Os golpes eram realizados por meio da criação de sites falsos que desviavam o pagamento da taxa de R$ 85, que deveria ser paga pelos alunos, para as contas dos criminosos.
Nesta quinta-feira (10), a Polícia Federal anunciou a operação “Só Oficial” com o objetivo de desmantelar uma quadrilha. De acordo com as investigações, os estelionatários criaram portais que imitavam o site do Instituto Nacional de Estudos e Pesquisas Educacionais Anísio Teixeira (Inep) e os promoveram através de anúncios pagos nas redes sociais, de forma a atrair estudantes.
A investigação teve início após relatos de que candidatos haviam realizado o pagamento da taxa, mas não estavam registrados no sistema do Inep, responsável pela aplicação do exame.
Como a fraude foi perpetrada
Segundo a PF, os golpistas atuavam criando páginas falsas que levavam os alunos a cometerem erros durante a inscrição. Veja como funcionava:
Os criminosos desenvolviam um site que se parecia exatamente com a Página do Participante, fazendo com que os estudantes acreditassem que estavam acessando um canal oficial do governo federal.
Nesses sites, os estudantes eram instruídos a fornecer dados pessoais, como CPF e informações sobre a escola, e, ao final, eram orientados a realizar o pagamento da taxa.
A diferença é que, ao invés de gerar um boleto bancário oficial vinculado ao Inep, as páginas fraudulentas emitiam boletos ou chaves Pix que direcionavam o dinheiro para contas controladas pelos golpistas.
Os criminosos ainda promoviam os sites falsos através de redes sociais e aplicativos de mensagens, atraindo candidatos que buscavam o link de inscrição.
Impacto e andamento da investigação
A PF informa que os pagamentos realizados pelos sites fraudulentos não chegavam ao Inep, resultando na não inscrição dos estudantes no Enem.

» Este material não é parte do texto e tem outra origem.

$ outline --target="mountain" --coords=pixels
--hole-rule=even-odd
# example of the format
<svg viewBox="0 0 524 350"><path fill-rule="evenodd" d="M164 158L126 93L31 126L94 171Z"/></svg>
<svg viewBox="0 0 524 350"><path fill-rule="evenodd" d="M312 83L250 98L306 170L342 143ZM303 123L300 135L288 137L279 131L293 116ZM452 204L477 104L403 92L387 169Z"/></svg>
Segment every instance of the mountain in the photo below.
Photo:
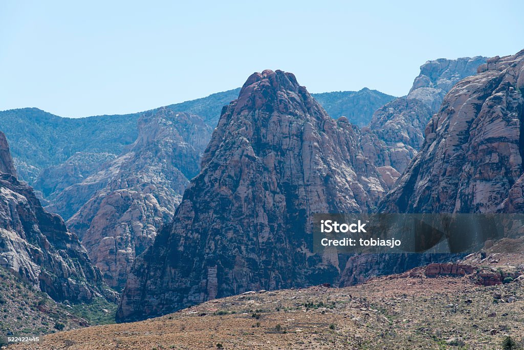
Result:
<svg viewBox="0 0 524 350"><path fill-rule="evenodd" d="M223 92L211 94L207 97L169 105L167 108L175 111L196 114L206 124L214 128L220 118L222 107L236 99L239 92L240 88L237 88Z"/></svg>
<svg viewBox="0 0 524 350"><path fill-rule="evenodd" d="M344 116L359 127L367 125L377 110L395 98L367 88L359 91L334 91L311 96L332 117Z"/></svg>
<svg viewBox="0 0 524 350"><path fill-rule="evenodd" d="M114 300L77 236L17 179L1 132L0 145L0 265L56 301Z"/></svg>
<svg viewBox="0 0 524 350"><path fill-rule="evenodd" d="M62 118L25 108L0 112L0 128L6 130L21 178L32 183L43 169L77 152L119 154L136 138L137 118L133 114Z"/></svg>
<svg viewBox="0 0 524 350"><path fill-rule="evenodd" d="M476 74L486 59L481 56L439 59L421 66L408 95L378 108L368 127L363 129L361 143L366 156L378 167L391 166L402 173L422 147L425 125L444 96L460 80Z"/></svg>
<svg viewBox="0 0 524 350"><path fill-rule="evenodd" d="M489 59L455 85L379 210L523 212L523 87L524 50Z"/></svg>
<svg viewBox="0 0 524 350"><path fill-rule="evenodd" d="M489 59L478 74L453 86L428 123L420 151L381 201L378 212L523 212L523 57L524 51ZM354 256L341 285L450 259L429 254Z"/></svg>
<svg viewBox="0 0 524 350"><path fill-rule="evenodd" d="M206 121L211 121L210 125L214 127L222 107L236 98L239 90L213 94L171 105L168 108L173 112L202 115ZM63 167L66 168L64 170L70 171L71 162L85 170L96 159L119 155L136 139L137 123L140 116L159 109L76 118L59 117L36 108L9 110L0 111L0 129L6 132L20 178L32 184L40 172L48 167L51 169L46 171L51 174L61 171ZM81 157L79 156L79 152ZM56 167L58 169L53 170ZM73 178L78 177L79 174L84 178L91 174L85 171L75 171ZM35 184L38 185L36 189L42 192L49 190L50 184L44 183L51 181L44 177L45 175L42 174ZM66 183L70 183L71 181L66 179ZM59 188L64 188L64 185L51 185Z"/></svg>
<svg viewBox="0 0 524 350"><path fill-rule="evenodd" d="M121 289L137 254L170 223L189 179L198 173L211 128L169 108L138 120L135 141L49 207L80 237L110 286ZM73 215L74 214L74 215Z"/></svg>
<svg viewBox="0 0 524 350"><path fill-rule="evenodd" d="M311 215L368 211L387 189L358 136L292 74L249 76L223 108L172 225L137 258L118 320L336 281L344 261L312 253Z"/></svg>
<svg viewBox="0 0 524 350"><path fill-rule="evenodd" d="M516 248L511 254L486 250L358 286L250 291L147 321L45 335L14 348L511 348L502 346L508 336L522 340L523 243L506 242Z"/></svg>
<svg viewBox="0 0 524 350"><path fill-rule="evenodd" d="M214 128L222 107L239 91L239 88L167 108L199 115ZM330 115L345 115L356 125L370 119L375 110L393 98L367 89L314 96L324 102ZM20 178L52 201L53 196L48 198L48 193L80 182L93 173L94 166L101 165L100 161L116 157L133 143L138 136L137 121L144 113L72 118L36 108L10 110L0 111L0 129L6 132Z"/></svg>

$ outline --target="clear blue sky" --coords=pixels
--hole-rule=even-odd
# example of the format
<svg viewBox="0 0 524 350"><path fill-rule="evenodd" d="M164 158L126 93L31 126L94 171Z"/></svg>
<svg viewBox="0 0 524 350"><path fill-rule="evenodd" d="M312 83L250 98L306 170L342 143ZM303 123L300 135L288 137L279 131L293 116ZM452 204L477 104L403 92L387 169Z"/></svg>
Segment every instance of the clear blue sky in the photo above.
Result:
<svg viewBox="0 0 524 350"><path fill-rule="evenodd" d="M138 112L293 72L406 94L426 60L524 48L522 1L0 2L0 110Z"/></svg>

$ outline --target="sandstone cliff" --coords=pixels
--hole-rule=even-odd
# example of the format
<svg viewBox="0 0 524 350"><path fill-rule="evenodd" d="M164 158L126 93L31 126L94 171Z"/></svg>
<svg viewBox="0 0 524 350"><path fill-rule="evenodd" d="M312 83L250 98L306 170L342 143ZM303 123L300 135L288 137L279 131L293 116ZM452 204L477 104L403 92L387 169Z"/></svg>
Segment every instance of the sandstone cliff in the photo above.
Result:
<svg viewBox="0 0 524 350"><path fill-rule="evenodd" d="M114 300L77 236L16 179L1 132L0 145L0 265L57 301Z"/></svg>
<svg viewBox="0 0 524 350"><path fill-rule="evenodd" d="M427 124L420 151L382 200L378 212L523 212L523 57L524 51L489 59L478 67L478 74L463 79L451 90ZM446 88L449 80L430 83L429 78L419 76L410 94L425 89L415 89L424 84L432 89L439 85ZM341 285L458 257L352 257Z"/></svg>
<svg viewBox="0 0 524 350"><path fill-rule="evenodd" d="M167 108L145 113L138 137L124 152L59 198L100 189L68 222L106 282L121 289L135 255L170 223L189 179L199 170L210 128L198 116Z"/></svg>
<svg viewBox="0 0 524 350"><path fill-rule="evenodd" d="M487 61L455 85L379 210L515 211L522 174L524 51Z"/></svg>
<svg viewBox="0 0 524 350"><path fill-rule="evenodd" d="M486 59L439 59L421 66L409 93L377 110L363 129L365 155L377 167L391 167L402 173L422 147L425 125L444 96L461 79L475 74Z"/></svg>
<svg viewBox="0 0 524 350"><path fill-rule="evenodd" d="M311 215L368 211L387 189L358 138L292 74L251 75L223 110L172 225L135 261L117 319L337 281L344 261L312 253Z"/></svg>

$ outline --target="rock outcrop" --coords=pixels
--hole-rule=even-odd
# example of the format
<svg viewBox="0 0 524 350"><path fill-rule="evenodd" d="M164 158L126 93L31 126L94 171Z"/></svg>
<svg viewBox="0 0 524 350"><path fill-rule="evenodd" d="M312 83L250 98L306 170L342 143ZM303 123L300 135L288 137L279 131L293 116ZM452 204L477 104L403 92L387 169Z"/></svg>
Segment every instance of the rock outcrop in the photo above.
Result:
<svg viewBox="0 0 524 350"><path fill-rule="evenodd" d="M16 177L16 169L9 151L7 140L3 133L0 133L0 173L10 174Z"/></svg>
<svg viewBox="0 0 524 350"><path fill-rule="evenodd" d="M311 96L332 118L344 116L358 127L369 124L375 112L395 98L367 88L358 91L333 91Z"/></svg>
<svg viewBox="0 0 524 350"><path fill-rule="evenodd" d="M415 78L407 96L399 97L377 111L369 127L363 129L361 144L364 154L373 161L381 173L385 175L383 177L385 181L389 184L394 183L402 173L402 179L399 181L409 182L406 174L412 171L410 170L413 166L413 163L410 162L412 159L418 154L419 150L422 149L420 151L423 153L427 148L424 143L424 132L428 121L439 111L444 96L453 85L461 79L475 74L477 68L486 59L485 57L477 56L456 60L441 59L428 61L420 67L420 74ZM453 93L455 89L457 88L452 89L449 93L450 95ZM446 99L449 98L449 95ZM445 102L442 108L445 105ZM439 114L444 113L440 109ZM436 149L434 151L434 153L441 151ZM449 158L452 154L449 152L445 157ZM428 159L426 161L428 169L432 169L435 172L443 171L440 165L435 164L434 160ZM416 178L416 176L414 178L409 178L411 181L409 183L418 183L420 179ZM421 185L427 185L423 181L421 184ZM411 189L406 189L403 195L411 195L410 191ZM456 193L456 190L450 191ZM516 190L516 193L518 193L518 190ZM424 198L420 203L427 200L428 199ZM377 210L378 212L399 212L398 208L386 208L384 204L385 202L384 200L381 202L383 204ZM425 204L428 207L433 207L434 203ZM411 209L399 211L417 212ZM445 211L434 207L430 212L445 212ZM356 255L348 259L342 274L340 285L359 283L373 276L400 273L434 261L452 260L459 256L410 254Z"/></svg>
<svg viewBox="0 0 524 350"><path fill-rule="evenodd" d="M96 189L68 222L106 282L125 284L135 255L171 222L189 179L198 173L211 128L198 116L164 108L138 121L138 137L105 169L60 195Z"/></svg>
<svg viewBox="0 0 524 350"><path fill-rule="evenodd" d="M358 137L292 74L252 75L223 110L172 225L135 261L117 320L337 282L344 261L313 253L312 214L368 211L388 188Z"/></svg>
<svg viewBox="0 0 524 350"><path fill-rule="evenodd" d="M486 59L439 59L421 66L409 93L377 110L363 129L365 155L377 167L391 166L402 173L422 147L426 124L444 96L461 79L475 74Z"/></svg>
<svg viewBox="0 0 524 350"><path fill-rule="evenodd" d="M524 51L487 62L446 96L425 128L420 152L379 211L493 213L521 209Z"/></svg>
<svg viewBox="0 0 524 350"><path fill-rule="evenodd" d="M115 158L111 153L77 152L63 163L42 170L32 185L46 200L53 201L66 188L82 182Z"/></svg>
<svg viewBox="0 0 524 350"><path fill-rule="evenodd" d="M0 265L56 301L115 299L77 236L19 181L0 133Z"/></svg>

Até o momento, pelo menos quatro páginas falsas foram identificadas, e a polícia está empenhada em localizar outras que possam ter sido utilizadas.
Os investigadores cumpriram mandados de busca e apreensão no Rio de Janeiro e em São Paulo. Os suspeitos podem ser responsabilizados por crimes como estelionato, falsidade ideológica e associação criminosa.
A operação recebeu o nome de “Só Oficial” para alertar a população de que a inscrição no Enem deve ser realizada exclusivamente pelo site oficial do Inep: enem.inep.gov.br/participante.
É importante ressaltar que o sistema oficial exige o login na conta gov.br e não há outros meios válidos para a inscrição ou pagamento da taxa.
O Inep e o MEC reforçam que os candidatos devem sempre verificar o endereço eletrônico acessado e desconfiar de links compartilhados em redes sociais ou aplicativos de mensagens.